Fortunately all these issues got fixed and I therefore was able to make a proper implementation of weights within the desired period.

Work to be done

Now that we can weight our morphological analysers, generators and bilingual dictionaries. Here are some problems that can be solved:

  • Having zero-context rules in your .lrx files. Now you can just put the weights directly in your bilingual dictionary
$ echo "^estación<n><f><sg>$" | lt-proc -W -b testbidix.bin
^estación<n><f><sg>/season<n><W:1.000000><sg>/station<n><W:1.500000><sg>$

$ echo "^estación<n><f><sg>$" | lt-proc -b testbidix.bin
^estación<n><f><sg>/season<n><sg>/station<n><sg>$

Analyses will be output according to lowest weight first. So you can mark your default translation as "1.0" and then all others as >1.0 ... because of how transfer works, it will always take the first, which will be the one with the lowest weight.

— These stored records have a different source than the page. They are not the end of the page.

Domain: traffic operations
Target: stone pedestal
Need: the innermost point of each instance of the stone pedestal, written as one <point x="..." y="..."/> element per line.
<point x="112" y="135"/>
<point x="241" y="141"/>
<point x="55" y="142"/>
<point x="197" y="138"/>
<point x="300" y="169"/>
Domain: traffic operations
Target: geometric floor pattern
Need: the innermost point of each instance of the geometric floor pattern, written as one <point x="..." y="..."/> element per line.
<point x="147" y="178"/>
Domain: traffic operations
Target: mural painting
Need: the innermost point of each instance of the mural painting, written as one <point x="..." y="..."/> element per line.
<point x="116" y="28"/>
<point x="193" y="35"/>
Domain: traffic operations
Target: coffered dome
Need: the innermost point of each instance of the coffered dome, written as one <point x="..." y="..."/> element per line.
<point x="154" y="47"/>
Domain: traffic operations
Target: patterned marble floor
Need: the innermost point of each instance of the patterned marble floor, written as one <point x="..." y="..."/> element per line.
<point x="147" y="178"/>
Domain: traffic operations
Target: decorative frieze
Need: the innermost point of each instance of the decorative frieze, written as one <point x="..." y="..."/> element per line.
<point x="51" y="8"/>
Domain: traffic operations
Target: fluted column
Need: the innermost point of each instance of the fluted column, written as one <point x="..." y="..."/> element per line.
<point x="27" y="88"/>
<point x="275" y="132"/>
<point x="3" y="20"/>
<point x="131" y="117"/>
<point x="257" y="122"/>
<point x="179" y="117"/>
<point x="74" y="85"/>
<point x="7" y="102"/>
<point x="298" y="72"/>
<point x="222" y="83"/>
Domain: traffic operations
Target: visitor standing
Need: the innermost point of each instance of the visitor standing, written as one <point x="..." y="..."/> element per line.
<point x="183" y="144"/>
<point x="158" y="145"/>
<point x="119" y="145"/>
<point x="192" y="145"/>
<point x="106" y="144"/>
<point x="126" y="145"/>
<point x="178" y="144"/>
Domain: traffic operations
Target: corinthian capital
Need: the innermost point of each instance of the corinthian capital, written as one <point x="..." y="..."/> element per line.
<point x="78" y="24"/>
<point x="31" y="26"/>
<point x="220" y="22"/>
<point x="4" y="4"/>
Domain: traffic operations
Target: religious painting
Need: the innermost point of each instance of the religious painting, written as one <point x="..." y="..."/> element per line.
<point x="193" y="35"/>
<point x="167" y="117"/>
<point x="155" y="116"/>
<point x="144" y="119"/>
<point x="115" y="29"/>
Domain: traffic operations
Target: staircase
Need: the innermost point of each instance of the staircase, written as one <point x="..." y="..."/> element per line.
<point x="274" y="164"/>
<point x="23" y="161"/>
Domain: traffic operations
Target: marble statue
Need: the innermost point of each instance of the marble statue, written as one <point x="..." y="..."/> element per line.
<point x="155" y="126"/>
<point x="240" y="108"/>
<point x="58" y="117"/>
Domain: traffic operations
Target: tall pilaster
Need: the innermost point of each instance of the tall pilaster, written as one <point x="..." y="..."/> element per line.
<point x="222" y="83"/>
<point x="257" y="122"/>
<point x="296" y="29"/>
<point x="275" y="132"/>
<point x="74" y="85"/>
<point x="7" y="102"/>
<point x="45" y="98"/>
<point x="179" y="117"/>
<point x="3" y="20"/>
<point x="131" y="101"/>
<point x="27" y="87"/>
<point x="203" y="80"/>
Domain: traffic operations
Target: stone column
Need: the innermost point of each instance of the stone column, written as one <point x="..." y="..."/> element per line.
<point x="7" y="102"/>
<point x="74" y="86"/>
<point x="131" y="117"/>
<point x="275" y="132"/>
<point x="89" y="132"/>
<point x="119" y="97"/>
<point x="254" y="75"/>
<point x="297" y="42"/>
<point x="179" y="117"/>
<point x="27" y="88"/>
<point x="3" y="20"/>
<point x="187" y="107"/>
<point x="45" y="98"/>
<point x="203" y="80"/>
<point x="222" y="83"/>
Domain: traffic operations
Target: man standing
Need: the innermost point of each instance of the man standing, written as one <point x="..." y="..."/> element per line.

  • Improving POS-tagging accuracy by ordering analyses by probability. This way if your CG doesn't mop up all the ambiguity, you will get the best remaining analysis. This works kind of like the unigram tagger, but because it can be in the analyser itself, it can be easier to control.
  • Dealing with non-standard forms, instead of having to use LR/RL direction restrictions, you can just make non-standard forms have a high weight and ask for lt-proc to only generate the surface form with the lowest weight.

Acknowledgements

Thanks a lot to all my fellow apertiumers for making my so far wonderful journey with Apertium. I was very fortunate to get this opportunity to work with this wonderful organisation. All the mentors are very helpful and this project wouldn't possible without their constant help and guidance. There is always someone or the other hanging out on IRC there to help you. Thank you fellas.
I’ll definitely keep on contributing to Apertium after my GSoC.